ペイ氏は、オースティンで開催されたSXSWカンファレンスでのインタビュー中にこれらのコメントを行いました。彼は、AIを中心としたデバイスのビジョンを以前から語っており、この構想が昨年の2億ドル(約310億円)のシリーズC資金調達を成功させた要因であるとしています。
SXSWでは、ペイ氏はAIを中心としたデバイスのビジョンと、それを実現するためのステップについて詳しく説明しました。最初のステップとしては、ユーザーの代わりに指示を実行するAI機能が挙げられますが、ペイ氏はこれを「非常に退屈」と評しました。
次のステップでは、AIがユーザーの長期的な意図を学習することが重要であるとしています。例えば、健康になりたいという意図があれば、デバイスがその目標達成を支援する提案を行うということです。
ペイ氏は、AIがユーザーの意図を理解し、手動で操作することなく必要なことを実行するデバイスを想像しています。「現在のスマートフォンの使い方は非常に古い」と述べ、技術は進化しているが、製品が追いついていないと指摘しました。

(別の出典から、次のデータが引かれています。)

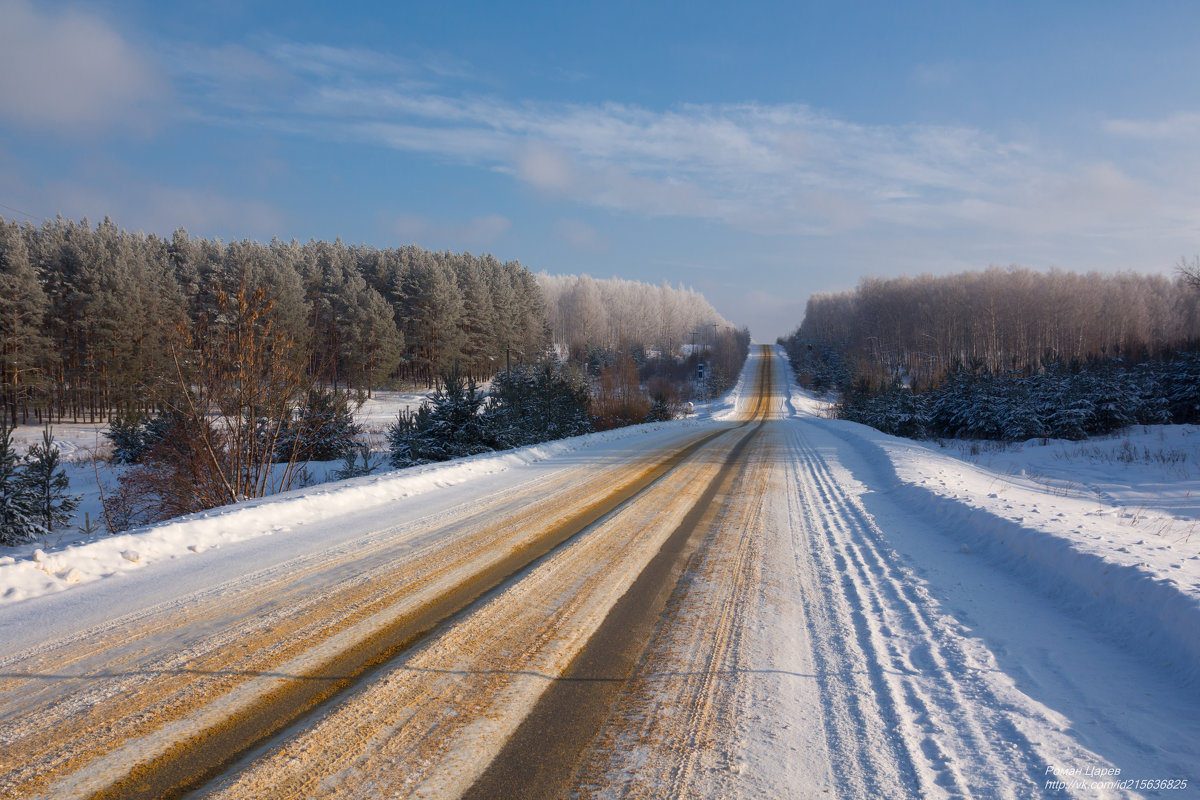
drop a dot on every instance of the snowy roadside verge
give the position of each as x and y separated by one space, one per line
29 571
1139 588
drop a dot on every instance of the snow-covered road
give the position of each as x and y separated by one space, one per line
852 617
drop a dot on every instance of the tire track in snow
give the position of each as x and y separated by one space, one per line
919 675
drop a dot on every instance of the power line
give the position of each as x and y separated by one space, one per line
18 211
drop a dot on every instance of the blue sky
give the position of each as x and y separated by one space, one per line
760 152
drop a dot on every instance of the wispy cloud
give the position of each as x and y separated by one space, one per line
580 235
71 72
761 168
1177 126
475 233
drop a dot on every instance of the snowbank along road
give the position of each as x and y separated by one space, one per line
743 608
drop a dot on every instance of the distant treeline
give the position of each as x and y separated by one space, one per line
1006 354
613 313
918 330
89 314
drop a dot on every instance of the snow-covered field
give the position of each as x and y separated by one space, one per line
880 617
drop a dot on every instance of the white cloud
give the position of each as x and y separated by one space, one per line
71 72
1177 126
760 168
580 235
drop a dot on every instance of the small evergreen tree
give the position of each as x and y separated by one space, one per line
448 426
322 428
18 518
132 435
47 485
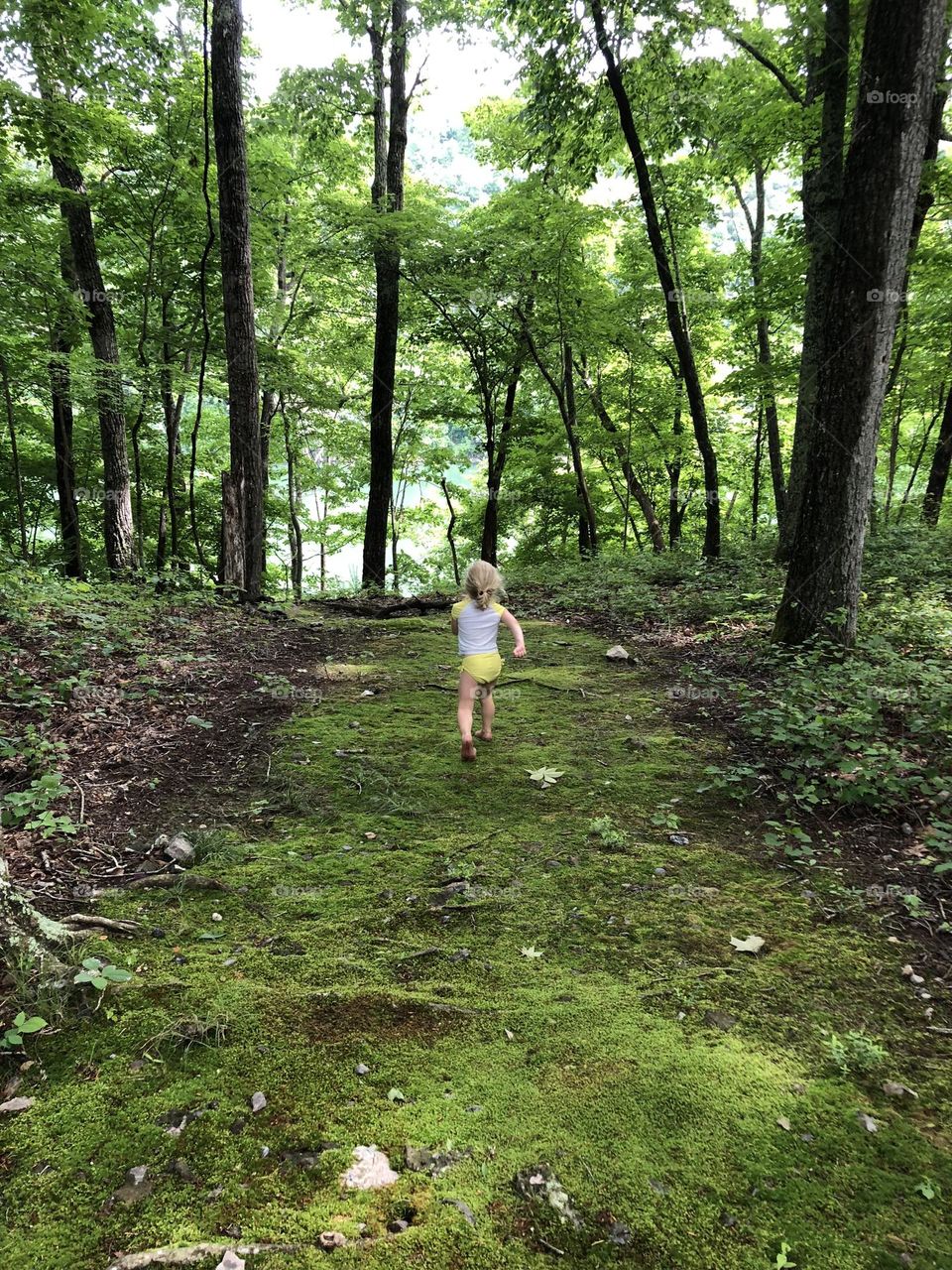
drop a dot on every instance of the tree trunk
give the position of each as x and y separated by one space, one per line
388 195
880 185
295 536
938 472
676 325
14 458
117 502
821 191
451 540
244 488
60 393
635 488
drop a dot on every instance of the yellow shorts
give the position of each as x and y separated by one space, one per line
484 667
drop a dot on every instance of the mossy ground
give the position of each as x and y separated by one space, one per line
595 1057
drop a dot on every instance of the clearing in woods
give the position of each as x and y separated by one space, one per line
525 982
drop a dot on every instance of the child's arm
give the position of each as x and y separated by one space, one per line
507 617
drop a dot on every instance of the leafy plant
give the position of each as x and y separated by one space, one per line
100 974
855 1052
604 828
21 1028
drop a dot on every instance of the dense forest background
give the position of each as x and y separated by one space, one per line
613 343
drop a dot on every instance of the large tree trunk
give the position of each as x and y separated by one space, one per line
386 195
821 190
676 324
244 490
880 185
938 472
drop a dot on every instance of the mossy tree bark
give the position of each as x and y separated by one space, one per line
880 189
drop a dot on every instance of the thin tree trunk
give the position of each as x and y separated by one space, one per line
880 187
938 472
244 490
61 399
295 536
756 493
634 485
769 397
671 295
14 458
117 503
388 195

ペイ氏は、スマートフォンやオペレーティングシステムの未来は、ユーザーの意図を理解し、アプリを介さずにAIが自動で実行することだと考えています。これにより、AIエージェントが人間のインターフェースを模倣する必要がなくなるということです。
ペイ氏は、近い将来アプリが完全に消えるわけではないと注意を促しましたが、最終的にはAIが摩擦なくアプリを使用できるインターフェースが必要であるとしています。